Re: Not "catching the wind " , or, what ARE we discussing?

From: tgpedersen
Message: 56451
Date: 2008-04-02

--- In cybalist@yahoogroups.com, "fournet.arnaud" <fournet.arnaud@...>
wrote:
>
>
> ----- Original Message -----
> From: tgpedersen
> >
> > The Grimm/Verner/Kluge complex of changes is uniquely Germanic and
> > can be conveniently regarded as the defining autapomorphy of the
> > group.
>
> Nice try. Kluge does not belong there. Firstly, it's logically
> detachable from Grimm/Verner, secondly, I hear that it occurs in
> Celtic too, and thirdly, Kuhn was only able to find half a dozen
> geminates in the Gothic Bible, so Kluge, or substrate from a
> geminating language didn't happen in East Germanic. It's a
> NWGermanic thing, it becomes increasing common in the North and West
> Germanic languages over time, and the Chatti, a local non-Germanic,
> non-Celtic tribe has geminates in the few opaque words we know of
> it. Everything points to Chattic substrate.
>
> Torsten
> ================
> Nice try as well, on your side.
>
> The odd thing about Kluge's Law is then
> that this law is discovered in Germanic
> but relates in fact to a Celtic Substrate.

Why do you think they become Celtic by your decreeing them to be that?

> Your repeated assertion that Chatti are not Celtic is unsupported.

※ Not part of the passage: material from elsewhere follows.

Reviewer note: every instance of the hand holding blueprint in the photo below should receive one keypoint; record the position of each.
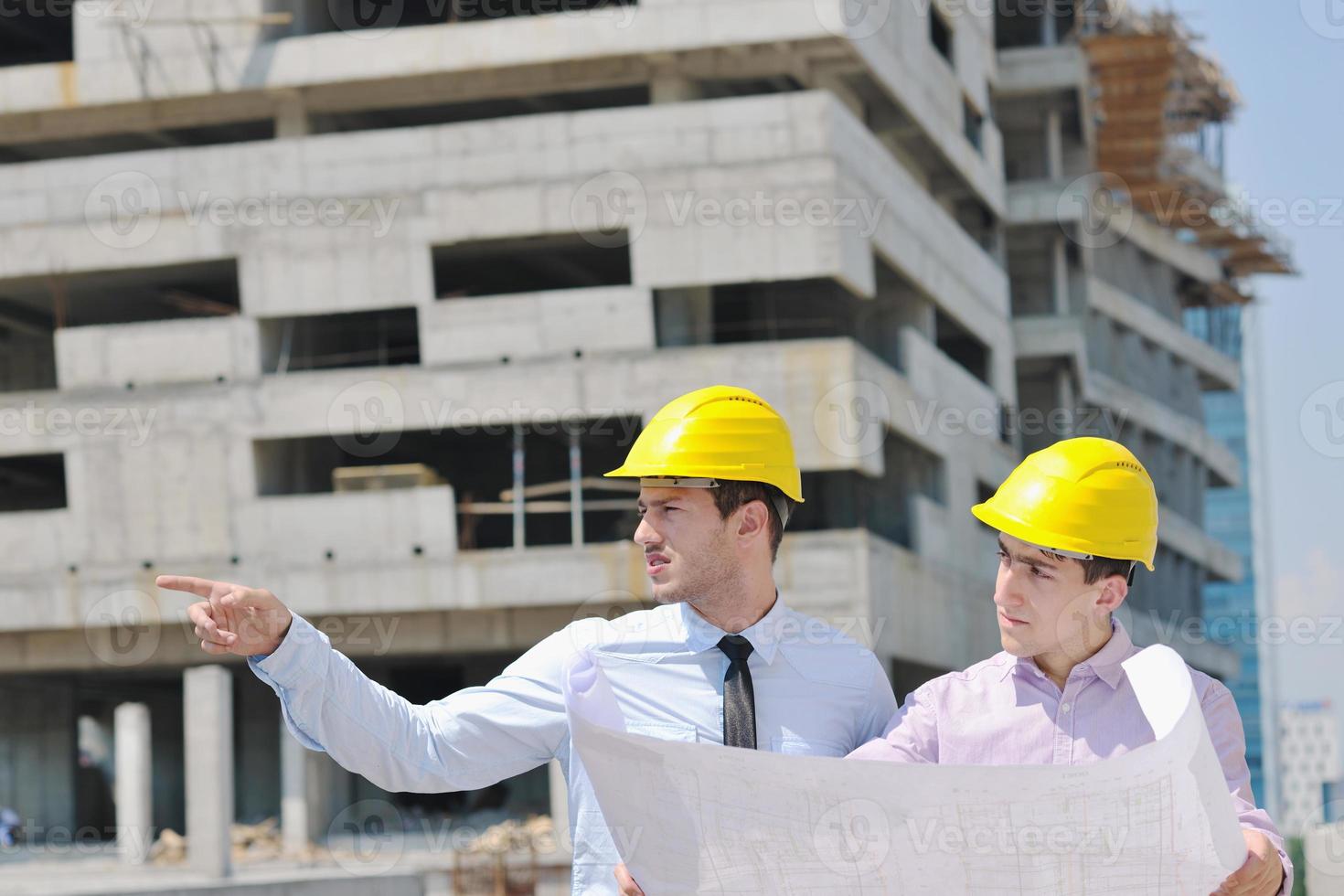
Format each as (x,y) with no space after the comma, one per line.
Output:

Your repeated assertions that points of view other than your own are
unsupported are unsupported. My repeated assertion echoes the
archaeologist O. Uenze. Read this again:
http://tech.groups.yahoo.com/group/cybalist/message/56384


> What opaque words do we know from Chatti ?

I cite from
Kuhn: Chatti und Mattium, die langen Tenues des Altgermanischen:

Chatti (also Catti, later Hessen), their capital Mattium (now Maden),
the town of Metze, the brook it's at Metzoff/Matzoff, the subtribe
Chatt-uarii, later Hattuaria / Hatteron, Mattiaci, aquae Mattiacae,
many town and field names in Hesse in Metz-, the personal names Arpus,
Flanallus, Lives, Ramis, Gandestrius or Adgandestrius, Catu- or
Actu-merus and Ucro-mirus, etc.

In AngloSaxon we find the personal names Pælli, Pede, Peuf, Pleil,
Piott, Ploesa, Podda, Puh and Puttoc (note, Brian: p- and geminate),
obviously part of the ssame ethnic admixture.